Girl traite tout à la fois de danse, de la question transgenre mais aussi de la relation père-fils. Lequel de ces aspects est plus directement à son origine ?
Lukas Dhont : L’idée de Girl remonte à 2009. J’avais alors 18 ans et je m’apprêtais à débuter mes études de cinéma quand j’ai découvert dans un journal flamand un article sur une jeune fille, Nora, qui voulait devenir danseuse étoile tout en étant née dans un corps de garçon. J’avais été très touché par cette histoire et admiratif du courage qu’il avait fallu à Nora, au cœur de cette période complexe de l’adolescence, de mettre son corps en adéquation avec qui elle était vraiment au plus profond d’elle-même, sans se soucier des réactions autour d’elle. Alors je l’ai contactée dans l’idée de faire un documentaire qui aurait été mon premier film d’école. Mais elle a refusé car elle se sentait encore trop fragile.
Et vous avez alors décidé tout de suite d’en faire une fiction ?
Oui et j’ai immédiatement demandé à Nora si elle serait d’accord pour en accompagner l’écriture, en parlant avec moi du sujet, de son monde intérieur… Il y avait là une combinaison incroyable entre ce corps d’adolescente qui subissait une transformation encore plus grande que les gens de son âge et son rêve de devenir danseuse étoile, un art où le corps tient une place centrale. C’est ce qui m’a donné envie de réaliser ce film autour du personnage de Lara, fortement inspiré donc de Nora
Et ce sans jamais donner l’impression de vous faire porte-drapeau d’une cause…
Une phrase de Girl le résume parfaitement. Quand Lara dit à son père qu’elle ne veut pas être un exemple mais juste une fille. Lara ne représente pas toute la communauté dont elle fait partie. C’est un cas particulier auquel certains pourront, en voyant le film, s’identifier. Mais je n’ai jamais pensé Girl comme un film militant. Ni pendant l’écriture, ni sur le plateau. Ma seule obsession a été de trouver la distance correcte pour ce récit. Être au plus près de Lara mais sans verser dans le voyeurisme. J’avais envie d’un film lumineux et chaleureux.

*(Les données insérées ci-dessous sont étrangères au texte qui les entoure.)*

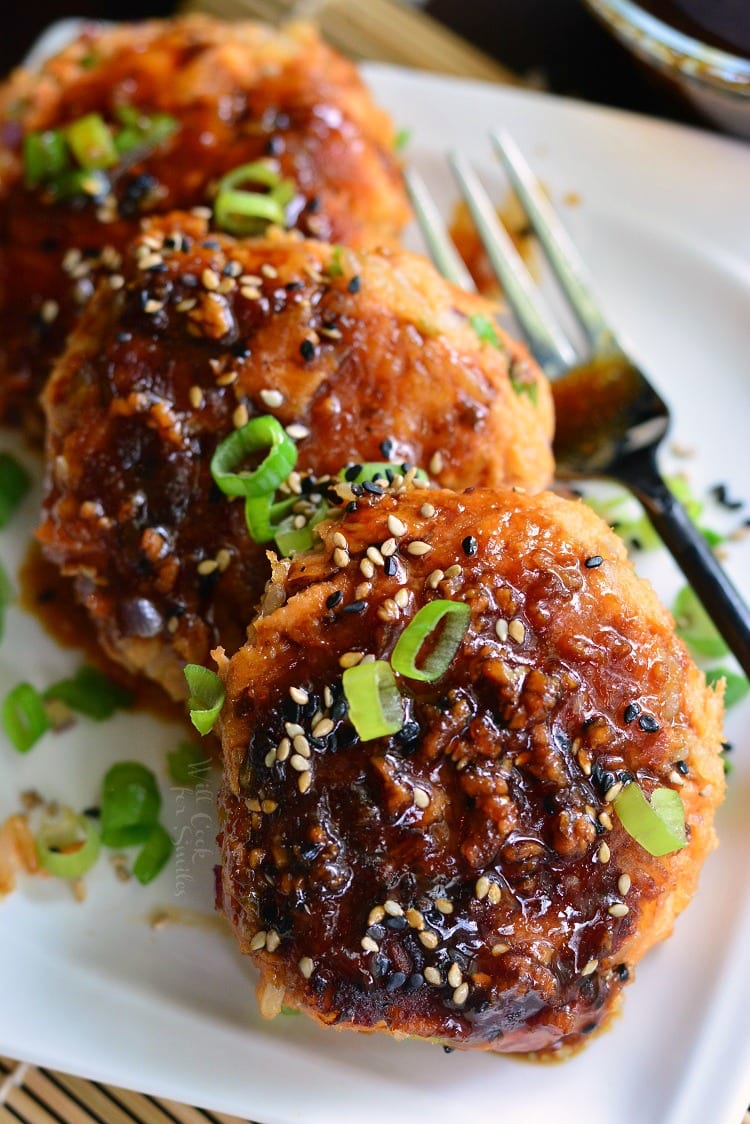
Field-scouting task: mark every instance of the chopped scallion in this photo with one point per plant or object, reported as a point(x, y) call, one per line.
point(258, 434)
point(130, 803)
point(206, 698)
point(453, 616)
point(154, 854)
point(68, 845)
point(15, 482)
point(375, 703)
point(24, 717)
point(659, 824)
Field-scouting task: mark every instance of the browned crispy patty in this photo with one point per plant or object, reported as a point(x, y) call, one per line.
point(238, 92)
point(366, 356)
point(467, 878)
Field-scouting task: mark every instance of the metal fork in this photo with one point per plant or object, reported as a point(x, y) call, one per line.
point(610, 418)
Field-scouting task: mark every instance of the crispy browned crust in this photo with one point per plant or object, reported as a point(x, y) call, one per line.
point(162, 369)
point(513, 751)
point(240, 92)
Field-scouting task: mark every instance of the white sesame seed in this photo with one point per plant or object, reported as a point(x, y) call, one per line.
point(516, 631)
point(306, 967)
point(481, 887)
point(461, 995)
point(502, 628)
point(304, 781)
point(272, 398)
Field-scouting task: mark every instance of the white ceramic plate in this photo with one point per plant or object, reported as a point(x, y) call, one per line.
point(662, 220)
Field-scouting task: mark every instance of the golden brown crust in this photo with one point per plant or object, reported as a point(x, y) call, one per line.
point(549, 902)
point(240, 92)
point(354, 349)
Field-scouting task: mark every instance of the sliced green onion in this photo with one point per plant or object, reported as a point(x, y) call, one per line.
point(659, 824)
point(454, 617)
point(263, 517)
point(242, 211)
point(206, 698)
point(696, 627)
point(375, 703)
point(45, 156)
point(154, 855)
point(15, 482)
point(187, 763)
point(24, 717)
point(68, 845)
point(737, 686)
point(6, 598)
point(378, 470)
point(130, 803)
point(91, 142)
point(90, 692)
point(485, 329)
point(259, 433)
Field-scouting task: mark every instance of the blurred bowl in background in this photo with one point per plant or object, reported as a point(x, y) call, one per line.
point(715, 81)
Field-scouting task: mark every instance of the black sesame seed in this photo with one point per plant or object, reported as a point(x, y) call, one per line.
point(632, 712)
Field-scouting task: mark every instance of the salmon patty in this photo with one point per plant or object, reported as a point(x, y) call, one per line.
point(468, 870)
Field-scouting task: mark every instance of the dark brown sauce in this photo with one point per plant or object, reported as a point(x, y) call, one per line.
point(46, 594)
point(722, 24)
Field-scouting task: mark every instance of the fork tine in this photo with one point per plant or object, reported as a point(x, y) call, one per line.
point(548, 343)
point(561, 254)
point(441, 248)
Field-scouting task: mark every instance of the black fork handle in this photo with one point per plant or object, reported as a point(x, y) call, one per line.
point(711, 583)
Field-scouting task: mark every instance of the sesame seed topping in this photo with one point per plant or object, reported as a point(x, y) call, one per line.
point(306, 967)
point(272, 398)
point(461, 995)
point(516, 631)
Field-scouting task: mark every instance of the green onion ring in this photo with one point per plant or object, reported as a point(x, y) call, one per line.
point(659, 824)
point(375, 701)
point(206, 698)
point(68, 845)
point(455, 617)
point(259, 433)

Deux adjectifs qui symbolisent l’interprétation éblouissante de Victor Polster dans ce rôle de Lara. Sans cette perle rare, Girl n’aurait peut-être jamais pu voir le jour. Avez-vous un moment douté la trouver ?
Oui, j’ai été longtemps habité par cette crainte. Sur le papier, le défi était immense. Girl allait devoir être porté par un acteur de 15 ans, capable d’incarner ce changement d’identité complexe tout en étant un très bon danseur. Est-ce que cette personne existait ? Le casting a duré un an et demi. Nous avons vu plus de 500 personnes et à un moment, je l’avoue, on a vraiment pensé qu’on ne trouverait pas notre Lara. On a alors arrêté de chercher et commencé à travailler sur le casting des rôles secondaires. Et c’est là que Victor est venu auditionner pour un des personnages de danseurs. Nora était présente et impliquée dans ce choix car il était essentiel pour moi qu’elle se sente bien représentée à l’écran. Et on a eu tous les deux un enthousiasme immédiat pour Victor et ce mélange de maturité et d’élégance indispensable au rôle.
Est-ce que la responsabilité évidente que vous aviez vis-à-vis de Lara en racontant cette histoire a pu, à certains moments, vous freiner ?
Je sais que j’ai construit ce scénario et imaginé sa mise en images en essayant de conserver toute la complexité et la subtilité de la situation. Et Lara a été associée à chaque étape. Mais à un moment, il est indispensable de mettre cette notion de responsabilité de côté sous peine qu’elle vous paralyse et vous conduise droit dans le mur. Comme cinéaste, il faut surtout savoir prendre ses propres responsabilités et faire son film tel qu’on l’a imaginé.
Girl est sorti en salles le 10 octobre. Le film a bénéficié de l'Aide sélective à la distribution (aide au programme).